Suddenly, one day Critical Mass Honolulu was back out on the road! A new face arrived on the scene (I'll call him Agent D) and he would take CMH into a new and far more dangerous direction.

Agent D's philosophy was that CMH wasn't confrontational enough. In his view, masses of people should take to the roads on the last Friday of every month and be as obnoxious as possible and this included blocking entire lanes of traffic on the busiest roads in town at the busiest time of day. Naturally, Bob loved this plan.

I rode with CMH once after Agent D took the lead and never again afterwards because I knew what the end result would be. Sadly, my predictions were proven true.

Angry drivers called HBL to complain about us. HBL promptly and justifiably disavowed us entirely. The website contained links to HBL and assorted bike shops, who all contacted me via email to remove their links from the site immediately, which was done.

People also called the police, who responded by assigning officers to escort CMH on the rides from start to finish. When word got to us that HPD was going to begin doing this, Bob (who was the loudest one calling for confrontation until this point) and all the other instigators of the trouble on the rides under Agent D, stopped attending the rides. Now that the police were there, their courage failed them. CMH declined in attendance again, until only one or two people would show-up and eventually no one was coming.

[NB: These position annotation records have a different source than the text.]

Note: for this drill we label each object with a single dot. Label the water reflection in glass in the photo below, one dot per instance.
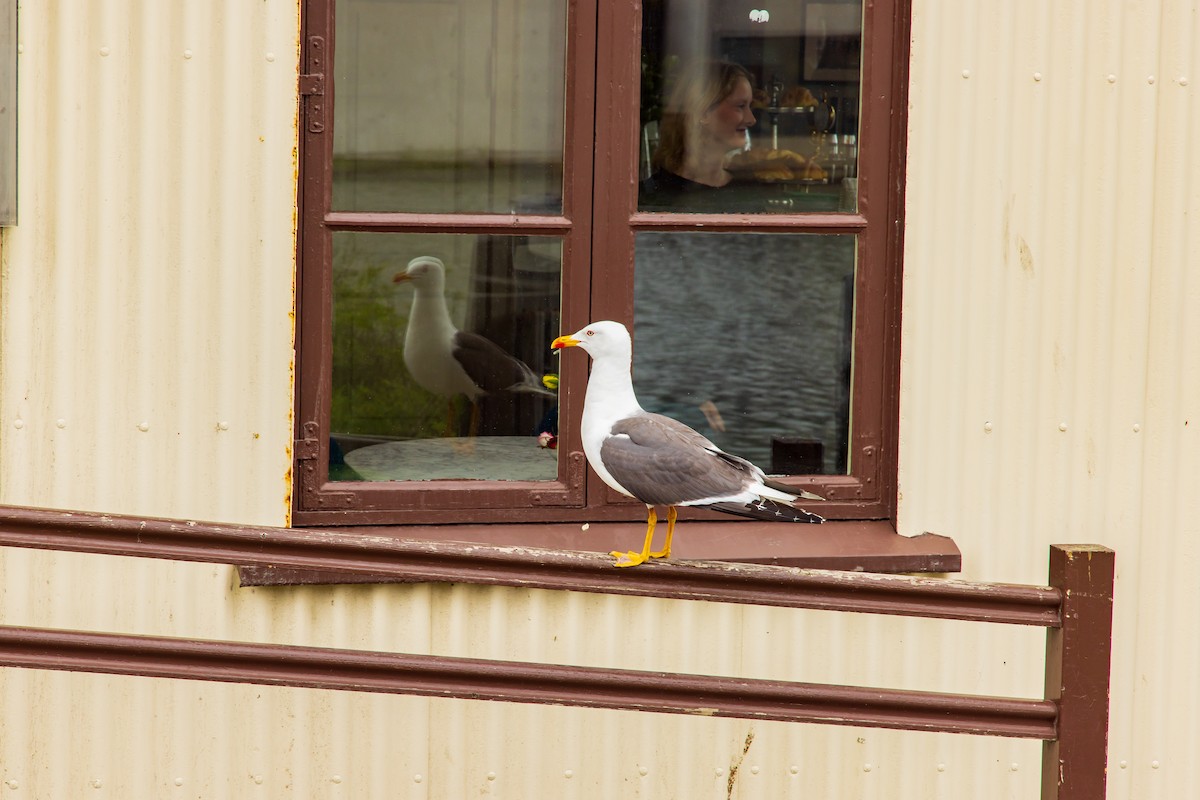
(411, 401)
(747, 337)
(449, 107)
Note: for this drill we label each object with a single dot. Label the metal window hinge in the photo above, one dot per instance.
(309, 476)
(312, 84)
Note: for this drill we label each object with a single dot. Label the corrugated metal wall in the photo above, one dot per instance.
(1050, 394)
(1050, 389)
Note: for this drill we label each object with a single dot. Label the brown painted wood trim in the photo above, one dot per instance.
(855, 546)
(449, 223)
(361, 671)
(792, 223)
(465, 563)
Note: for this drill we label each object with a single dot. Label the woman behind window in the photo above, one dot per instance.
(706, 116)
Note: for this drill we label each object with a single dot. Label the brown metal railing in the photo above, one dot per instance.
(1077, 609)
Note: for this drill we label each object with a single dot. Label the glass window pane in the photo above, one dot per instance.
(750, 110)
(747, 337)
(449, 106)
(401, 377)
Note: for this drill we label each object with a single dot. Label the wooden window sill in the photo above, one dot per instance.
(870, 546)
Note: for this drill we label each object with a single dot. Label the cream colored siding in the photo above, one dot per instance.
(149, 283)
(1050, 394)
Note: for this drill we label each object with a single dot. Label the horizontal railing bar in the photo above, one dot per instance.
(527, 567)
(523, 683)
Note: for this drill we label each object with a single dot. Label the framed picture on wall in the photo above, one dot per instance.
(833, 38)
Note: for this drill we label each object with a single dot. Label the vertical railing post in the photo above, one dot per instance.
(1074, 765)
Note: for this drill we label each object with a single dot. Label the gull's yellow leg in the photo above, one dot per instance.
(665, 553)
(631, 558)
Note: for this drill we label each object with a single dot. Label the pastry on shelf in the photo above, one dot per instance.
(772, 164)
(798, 97)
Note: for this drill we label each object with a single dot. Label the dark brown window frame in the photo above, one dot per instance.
(603, 212)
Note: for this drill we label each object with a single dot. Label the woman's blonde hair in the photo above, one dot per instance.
(694, 91)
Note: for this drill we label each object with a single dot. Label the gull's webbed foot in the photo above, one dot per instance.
(629, 558)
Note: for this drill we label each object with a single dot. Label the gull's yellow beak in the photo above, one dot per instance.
(563, 341)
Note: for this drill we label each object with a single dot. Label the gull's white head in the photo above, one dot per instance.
(423, 270)
(603, 338)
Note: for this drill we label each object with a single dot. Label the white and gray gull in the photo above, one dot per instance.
(448, 361)
(660, 461)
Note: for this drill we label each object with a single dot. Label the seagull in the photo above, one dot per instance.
(448, 361)
(660, 461)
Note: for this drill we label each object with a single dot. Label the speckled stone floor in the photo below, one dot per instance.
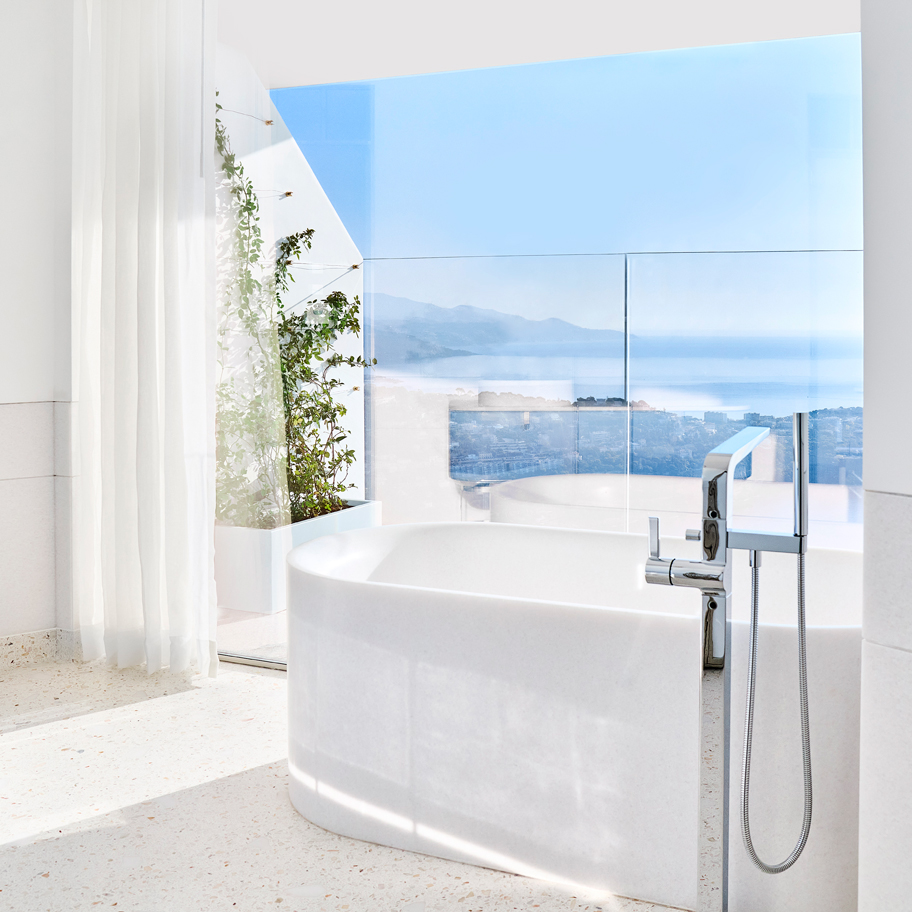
(169, 794)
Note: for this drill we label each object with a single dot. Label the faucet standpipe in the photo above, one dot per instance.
(712, 576)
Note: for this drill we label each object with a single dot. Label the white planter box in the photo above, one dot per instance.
(250, 563)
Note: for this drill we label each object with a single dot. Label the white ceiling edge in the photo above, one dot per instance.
(301, 42)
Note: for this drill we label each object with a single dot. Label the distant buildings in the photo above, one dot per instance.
(500, 445)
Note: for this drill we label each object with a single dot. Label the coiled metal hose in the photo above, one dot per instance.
(749, 723)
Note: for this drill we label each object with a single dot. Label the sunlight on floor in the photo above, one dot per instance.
(170, 794)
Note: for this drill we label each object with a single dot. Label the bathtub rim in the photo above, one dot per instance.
(315, 544)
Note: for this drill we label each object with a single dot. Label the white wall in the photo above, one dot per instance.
(295, 43)
(35, 97)
(885, 870)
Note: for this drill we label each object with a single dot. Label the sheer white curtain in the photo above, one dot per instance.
(144, 333)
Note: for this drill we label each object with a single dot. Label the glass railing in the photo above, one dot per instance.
(657, 359)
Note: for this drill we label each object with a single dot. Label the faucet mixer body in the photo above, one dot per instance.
(712, 575)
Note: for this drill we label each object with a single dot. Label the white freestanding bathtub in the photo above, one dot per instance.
(517, 697)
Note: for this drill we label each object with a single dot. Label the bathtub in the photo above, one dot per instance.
(619, 503)
(517, 697)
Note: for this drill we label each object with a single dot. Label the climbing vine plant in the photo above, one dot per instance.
(319, 458)
(251, 477)
(282, 449)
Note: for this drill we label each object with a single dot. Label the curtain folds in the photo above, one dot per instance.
(144, 333)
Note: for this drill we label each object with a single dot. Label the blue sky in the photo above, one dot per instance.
(741, 147)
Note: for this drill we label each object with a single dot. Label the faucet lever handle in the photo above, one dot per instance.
(654, 537)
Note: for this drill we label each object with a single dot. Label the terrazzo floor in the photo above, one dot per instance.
(169, 794)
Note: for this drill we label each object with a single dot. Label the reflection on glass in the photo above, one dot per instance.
(484, 367)
(719, 342)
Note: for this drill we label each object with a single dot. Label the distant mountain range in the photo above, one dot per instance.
(406, 330)
(409, 331)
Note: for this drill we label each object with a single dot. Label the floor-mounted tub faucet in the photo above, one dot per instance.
(712, 577)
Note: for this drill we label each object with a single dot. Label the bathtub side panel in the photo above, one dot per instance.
(547, 740)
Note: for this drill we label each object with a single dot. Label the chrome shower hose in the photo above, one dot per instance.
(749, 724)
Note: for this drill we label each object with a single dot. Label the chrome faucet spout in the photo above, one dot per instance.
(712, 574)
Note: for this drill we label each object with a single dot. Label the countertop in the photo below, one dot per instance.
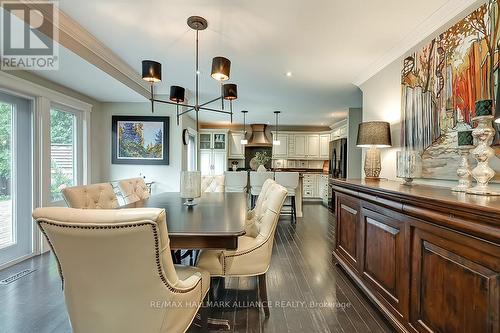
(425, 194)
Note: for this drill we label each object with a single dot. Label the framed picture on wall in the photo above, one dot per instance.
(140, 140)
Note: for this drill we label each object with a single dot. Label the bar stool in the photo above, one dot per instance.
(257, 179)
(235, 181)
(290, 181)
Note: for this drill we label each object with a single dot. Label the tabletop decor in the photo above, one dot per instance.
(374, 135)
(442, 80)
(407, 165)
(190, 186)
(484, 133)
(464, 173)
(140, 140)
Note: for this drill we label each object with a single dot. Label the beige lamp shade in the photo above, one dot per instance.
(190, 184)
(374, 134)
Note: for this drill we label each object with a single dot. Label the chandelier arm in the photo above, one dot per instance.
(171, 103)
(186, 111)
(214, 110)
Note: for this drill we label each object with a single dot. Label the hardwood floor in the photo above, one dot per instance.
(307, 292)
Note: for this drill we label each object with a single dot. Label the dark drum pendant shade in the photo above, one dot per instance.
(230, 91)
(151, 71)
(177, 94)
(374, 133)
(220, 68)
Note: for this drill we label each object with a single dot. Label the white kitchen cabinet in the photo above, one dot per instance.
(213, 152)
(281, 150)
(300, 147)
(236, 149)
(324, 146)
(312, 150)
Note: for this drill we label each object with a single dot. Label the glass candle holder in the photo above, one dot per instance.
(408, 165)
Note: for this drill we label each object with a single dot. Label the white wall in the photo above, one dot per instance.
(166, 177)
(382, 101)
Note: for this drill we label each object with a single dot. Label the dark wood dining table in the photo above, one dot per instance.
(215, 222)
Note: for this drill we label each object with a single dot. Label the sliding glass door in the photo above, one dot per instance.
(16, 174)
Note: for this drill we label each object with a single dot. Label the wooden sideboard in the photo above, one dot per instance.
(427, 257)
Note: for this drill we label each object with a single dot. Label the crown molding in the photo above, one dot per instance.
(439, 19)
(77, 39)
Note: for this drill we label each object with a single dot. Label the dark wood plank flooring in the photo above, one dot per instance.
(307, 292)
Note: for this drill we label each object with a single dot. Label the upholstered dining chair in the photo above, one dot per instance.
(133, 189)
(235, 181)
(117, 272)
(253, 255)
(290, 181)
(94, 196)
(257, 180)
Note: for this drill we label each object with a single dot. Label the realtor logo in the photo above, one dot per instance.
(29, 35)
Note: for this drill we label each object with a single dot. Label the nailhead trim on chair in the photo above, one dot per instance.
(157, 250)
(255, 248)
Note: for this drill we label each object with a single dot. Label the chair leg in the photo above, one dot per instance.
(204, 312)
(263, 294)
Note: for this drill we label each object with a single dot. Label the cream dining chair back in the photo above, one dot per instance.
(235, 181)
(117, 271)
(94, 196)
(133, 189)
(253, 255)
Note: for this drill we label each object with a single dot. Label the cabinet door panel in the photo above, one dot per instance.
(324, 146)
(347, 228)
(313, 146)
(451, 292)
(206, 162)
(300, 145)
(383, 258)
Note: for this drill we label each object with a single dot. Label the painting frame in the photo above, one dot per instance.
(160, 121)
(441, 81)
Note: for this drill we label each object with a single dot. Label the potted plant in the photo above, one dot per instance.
(234, 164)
(262, 158)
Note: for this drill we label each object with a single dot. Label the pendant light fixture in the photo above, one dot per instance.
(244, 141)
(151, 72)
(276, 142)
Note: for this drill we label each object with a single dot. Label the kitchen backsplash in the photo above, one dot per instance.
(301, 164)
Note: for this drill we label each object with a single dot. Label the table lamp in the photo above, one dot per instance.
(190, 186)
(374, 135)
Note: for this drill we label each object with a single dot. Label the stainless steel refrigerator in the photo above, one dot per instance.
(337, 167)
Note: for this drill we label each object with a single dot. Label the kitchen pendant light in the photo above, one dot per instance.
(276, 142)
(151, 72)
(244, 141)
(221, 68)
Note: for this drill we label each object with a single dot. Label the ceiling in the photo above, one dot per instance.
(325, 44)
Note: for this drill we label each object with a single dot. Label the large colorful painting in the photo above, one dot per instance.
(440, 85)
(140, 140)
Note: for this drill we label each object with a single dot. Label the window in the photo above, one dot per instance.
(63, 152)
(6, 232)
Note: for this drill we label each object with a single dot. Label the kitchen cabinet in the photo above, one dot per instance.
(312, 146)
(213, 152)
(281, 150)
(324, 146)
(236, 149)
(339, 133)
(313, 186)
(299, 146)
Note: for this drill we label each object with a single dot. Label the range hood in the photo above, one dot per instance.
(259, 138)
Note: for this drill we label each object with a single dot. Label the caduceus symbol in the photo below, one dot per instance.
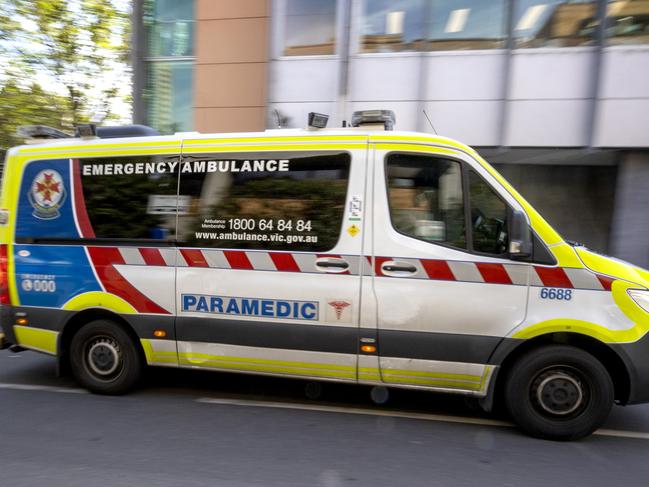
(339, 306)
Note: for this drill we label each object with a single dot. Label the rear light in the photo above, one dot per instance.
(4, 277)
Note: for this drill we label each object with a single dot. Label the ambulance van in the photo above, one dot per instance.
(354, 255)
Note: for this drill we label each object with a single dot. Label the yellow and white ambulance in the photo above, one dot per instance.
(359, 255)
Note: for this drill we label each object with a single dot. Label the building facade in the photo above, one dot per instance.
(554, 93)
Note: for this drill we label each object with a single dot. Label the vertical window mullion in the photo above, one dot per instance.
(466, 197)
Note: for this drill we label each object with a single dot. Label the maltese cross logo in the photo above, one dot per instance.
(339, 307)
(47, 194)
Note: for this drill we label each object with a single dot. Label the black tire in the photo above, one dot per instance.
(558, 392)
(104, 358)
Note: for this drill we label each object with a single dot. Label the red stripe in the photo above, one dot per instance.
(284, 262)
(152, 256)
(494, 273)
(194, 258)
(606, 282)
(553, 276)
(238, 259)
(80, 204)
(104, 259)
(438, 269)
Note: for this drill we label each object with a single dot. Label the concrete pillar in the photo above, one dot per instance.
(230, 72)
(137, 60)
(630, 233)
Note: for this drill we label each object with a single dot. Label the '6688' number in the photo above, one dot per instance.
(552, 293)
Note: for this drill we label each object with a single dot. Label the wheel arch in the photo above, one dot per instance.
(81, 318)
(506, 356)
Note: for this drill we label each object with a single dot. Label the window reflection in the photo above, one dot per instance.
(627, 22)
(554, 23)
(310, 27)
(467, 24)
(168, 95)
(410, 25)
(391, 26)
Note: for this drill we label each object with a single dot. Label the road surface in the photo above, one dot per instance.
(187, 428)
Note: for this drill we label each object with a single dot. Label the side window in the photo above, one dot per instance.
(272, 201)
(120, 198)
(488, 217)
(426, 200)
(127, 197)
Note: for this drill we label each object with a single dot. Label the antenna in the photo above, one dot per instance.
(431, 123)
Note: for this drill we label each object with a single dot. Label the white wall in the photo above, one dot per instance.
(545, 100)
(622, 117)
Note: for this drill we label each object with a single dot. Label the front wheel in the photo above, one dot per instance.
(104, 358)
(559, 392)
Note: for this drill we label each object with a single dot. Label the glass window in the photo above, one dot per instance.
(128, 197)
(467, 24)
(392, 25)
(310, 27)
(627, 22)
(170, 27)
(265, 201)
(425, 197)
(488, 217)
(168, 96)
(554, 23)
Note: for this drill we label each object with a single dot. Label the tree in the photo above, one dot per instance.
(30, 105)
(79, 46)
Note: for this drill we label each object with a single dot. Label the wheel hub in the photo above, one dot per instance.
(558, 392)
(103, 356)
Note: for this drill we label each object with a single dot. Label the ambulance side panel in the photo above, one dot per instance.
(92, 231)
(441, 309)
(269, 260)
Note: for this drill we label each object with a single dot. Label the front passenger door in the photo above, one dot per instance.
(446, 291)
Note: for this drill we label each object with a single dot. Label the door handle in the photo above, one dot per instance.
(332, 264)
(398, 269)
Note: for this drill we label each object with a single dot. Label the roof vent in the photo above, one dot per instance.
(40, 132)
(119, 131)
(385, 118)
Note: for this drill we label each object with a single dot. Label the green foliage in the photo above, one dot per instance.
(29, 105)
(76, 44)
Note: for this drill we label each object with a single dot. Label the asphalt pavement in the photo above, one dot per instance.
(189, 428)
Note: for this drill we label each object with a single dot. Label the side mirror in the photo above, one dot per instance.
(520, 236)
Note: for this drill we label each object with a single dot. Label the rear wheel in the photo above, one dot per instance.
(104, 358)
(559, 392)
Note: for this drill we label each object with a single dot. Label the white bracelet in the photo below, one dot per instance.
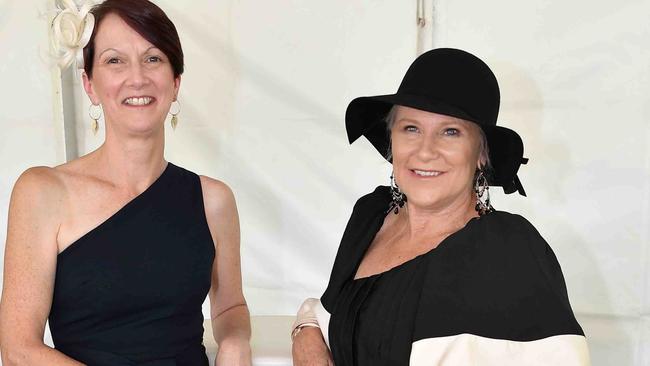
(300, 327)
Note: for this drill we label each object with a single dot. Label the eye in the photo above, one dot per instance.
(451, 132)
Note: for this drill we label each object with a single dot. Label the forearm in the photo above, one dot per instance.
(13, 355)
(232, 327)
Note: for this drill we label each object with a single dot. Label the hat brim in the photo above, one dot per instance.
(365, 116)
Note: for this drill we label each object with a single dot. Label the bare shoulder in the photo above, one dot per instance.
(217, 196)
(40, 185)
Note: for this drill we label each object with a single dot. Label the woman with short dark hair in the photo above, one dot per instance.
(119, 248)
(427, 272)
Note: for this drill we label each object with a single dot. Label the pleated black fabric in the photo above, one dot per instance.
(494, 278)
(130, 291)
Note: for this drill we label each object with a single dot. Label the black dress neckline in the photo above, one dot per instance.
(120, 212)
(418, 257)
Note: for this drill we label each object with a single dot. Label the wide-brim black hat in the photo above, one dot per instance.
(454, 83)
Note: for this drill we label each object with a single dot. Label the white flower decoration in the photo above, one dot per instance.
(71, 30)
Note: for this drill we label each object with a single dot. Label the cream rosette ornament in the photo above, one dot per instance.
(71, 29)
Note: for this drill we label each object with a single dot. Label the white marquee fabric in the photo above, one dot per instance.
(263, 100)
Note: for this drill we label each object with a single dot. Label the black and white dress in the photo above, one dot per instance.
(492, 293)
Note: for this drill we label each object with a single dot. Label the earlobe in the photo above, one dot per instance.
(88, 87)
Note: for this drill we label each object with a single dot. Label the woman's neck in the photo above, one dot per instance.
(422, 222)
(131, 163)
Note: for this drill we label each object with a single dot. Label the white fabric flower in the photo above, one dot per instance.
(71, 30)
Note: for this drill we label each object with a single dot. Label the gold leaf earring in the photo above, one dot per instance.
(174, 111)
(95, 113)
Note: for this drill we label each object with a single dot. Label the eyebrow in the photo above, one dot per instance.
(108, 49)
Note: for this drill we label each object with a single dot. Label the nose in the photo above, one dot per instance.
(137, 76)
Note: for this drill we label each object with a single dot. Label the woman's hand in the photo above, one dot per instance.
(234, 354)
(309, 349)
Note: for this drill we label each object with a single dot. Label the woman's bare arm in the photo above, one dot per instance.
(29, 269)
(228, 309)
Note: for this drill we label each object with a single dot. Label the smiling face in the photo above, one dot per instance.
(132, 79)
(434, 158)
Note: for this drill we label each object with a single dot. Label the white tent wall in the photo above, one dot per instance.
(263, 100)
(31, 129)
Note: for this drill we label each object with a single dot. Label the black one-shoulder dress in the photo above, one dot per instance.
(490, 294)
(129, 292)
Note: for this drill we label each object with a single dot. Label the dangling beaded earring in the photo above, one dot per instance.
(398, 198)
(95, 114)
(482, 190)
(174, 120)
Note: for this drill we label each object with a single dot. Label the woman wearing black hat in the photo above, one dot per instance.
(428, 273)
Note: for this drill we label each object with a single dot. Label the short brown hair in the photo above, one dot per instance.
(148, 20)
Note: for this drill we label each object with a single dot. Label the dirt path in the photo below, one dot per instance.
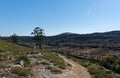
(77, 71)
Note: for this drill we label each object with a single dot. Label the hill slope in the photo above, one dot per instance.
(23, 62)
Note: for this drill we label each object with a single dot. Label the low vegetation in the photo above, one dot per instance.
(12, 56)
(94, 69)
(54, 69)
(19, 71)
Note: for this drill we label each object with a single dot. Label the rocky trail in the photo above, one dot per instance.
(76, 71)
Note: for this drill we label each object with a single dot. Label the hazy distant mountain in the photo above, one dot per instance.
(109, 40)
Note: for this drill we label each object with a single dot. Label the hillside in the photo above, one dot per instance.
(18, 61)
(109, 40)
(24, 62)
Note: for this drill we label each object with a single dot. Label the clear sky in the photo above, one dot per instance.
(58, 16)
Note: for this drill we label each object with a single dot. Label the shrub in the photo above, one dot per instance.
(54, 70)
(2, 65)
(19, 71)
(24, 58)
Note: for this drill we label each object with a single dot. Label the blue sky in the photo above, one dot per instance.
(58, 16)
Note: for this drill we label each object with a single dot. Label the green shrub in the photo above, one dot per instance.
(24, 58)
(44, 63)
(54, 70)
(2, 65)
(20, 71)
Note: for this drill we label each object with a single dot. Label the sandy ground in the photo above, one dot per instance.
(76, 71)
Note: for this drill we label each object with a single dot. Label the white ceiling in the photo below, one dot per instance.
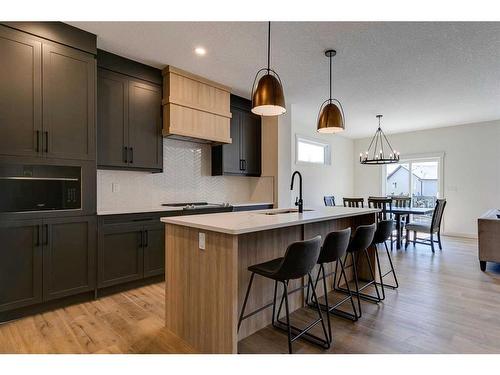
(419, 75)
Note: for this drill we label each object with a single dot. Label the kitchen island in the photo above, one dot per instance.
(206, 268)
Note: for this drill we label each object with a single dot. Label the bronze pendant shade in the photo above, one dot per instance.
(267, 96)
(331, 118)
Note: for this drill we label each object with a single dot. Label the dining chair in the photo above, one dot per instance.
(385, 205)
(354, 202)
(434, 227)
(329, 200)
(382, 203)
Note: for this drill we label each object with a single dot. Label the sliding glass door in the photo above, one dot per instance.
(416, 178)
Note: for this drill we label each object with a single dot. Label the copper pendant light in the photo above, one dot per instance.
(268, 98)
(331, 117)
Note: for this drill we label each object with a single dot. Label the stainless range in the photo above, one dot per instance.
(193, 208)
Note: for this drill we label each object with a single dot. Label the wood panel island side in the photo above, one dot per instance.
(206, 268)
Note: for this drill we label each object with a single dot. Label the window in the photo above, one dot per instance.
(418, 178)
(308, 150)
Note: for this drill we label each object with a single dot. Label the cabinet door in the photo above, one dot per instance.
(112, 119)
(232, 158)
(154, 249)
(68, 103)
(120, 254)
(145, 141)
(69, 256)
(20, 93)
(251, 143)
(20, 264)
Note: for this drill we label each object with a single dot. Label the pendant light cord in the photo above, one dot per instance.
(268, 46)
(330, 78)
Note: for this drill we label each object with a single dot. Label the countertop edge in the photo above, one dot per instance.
(168, 220)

Before the crackdown, I warned Agent D of the likely result and asked him to rethink the direction he was taking it in, but he wouldn't listen. Critical Mass Honolulu would take the form he wanted it to and nothing else. The crackdown was the result and Agent D stopped participating, too.

The message board soon grew silent and I closed the website down, due to lack of traffic and the fact that no one was offering to post content or help with paying for the site.

Recently, someone restarted CMH for the third time. I don't know who it is, but people were naturally concerned over a possible return of the CMH behavior under Agent D, but I didn't hear of anything bad happening this time.

Looking back, I see Critical Mass Honolulu as being a wasted opportunity. So much good could have been done for cyclists and cycling in Honolulu, but it wasn't because a few people wanted to make CMH into their own image, rather than truly working for the benefit of cyclists, which is what Critical Mass was supposedly first created to do.

A lot of people participated in Critical Mass Honolulu in order to raise public awareness of cyclists' right to the road. Many of us have been hit by careless drivers who weren't paying attention while driving and some of us have even been assaulted for simply riding our bikes. There have been incidents when a cyclist was purposely hit by objects thrown at them by passing cars whose passengers thought that hitting a cyclist with trash was rather amusing. Things like that inspired a lot of us to participate in the first place.

However, when Critical Mass Honolulu got mired in personality conflicts and got taken over by troublemakers who were unconcerned over the real issues affecting cyclists, the whole thing degenerated into something that no one could really get behind without losing their credibility. People who got involved, started-off caring about CMH and wanting it to succeed and be something that inspired. Most of them quit when it became obvious that the people who elected themselves to be its leaders were more concerned about simply being in-charge than about accomplishing anything.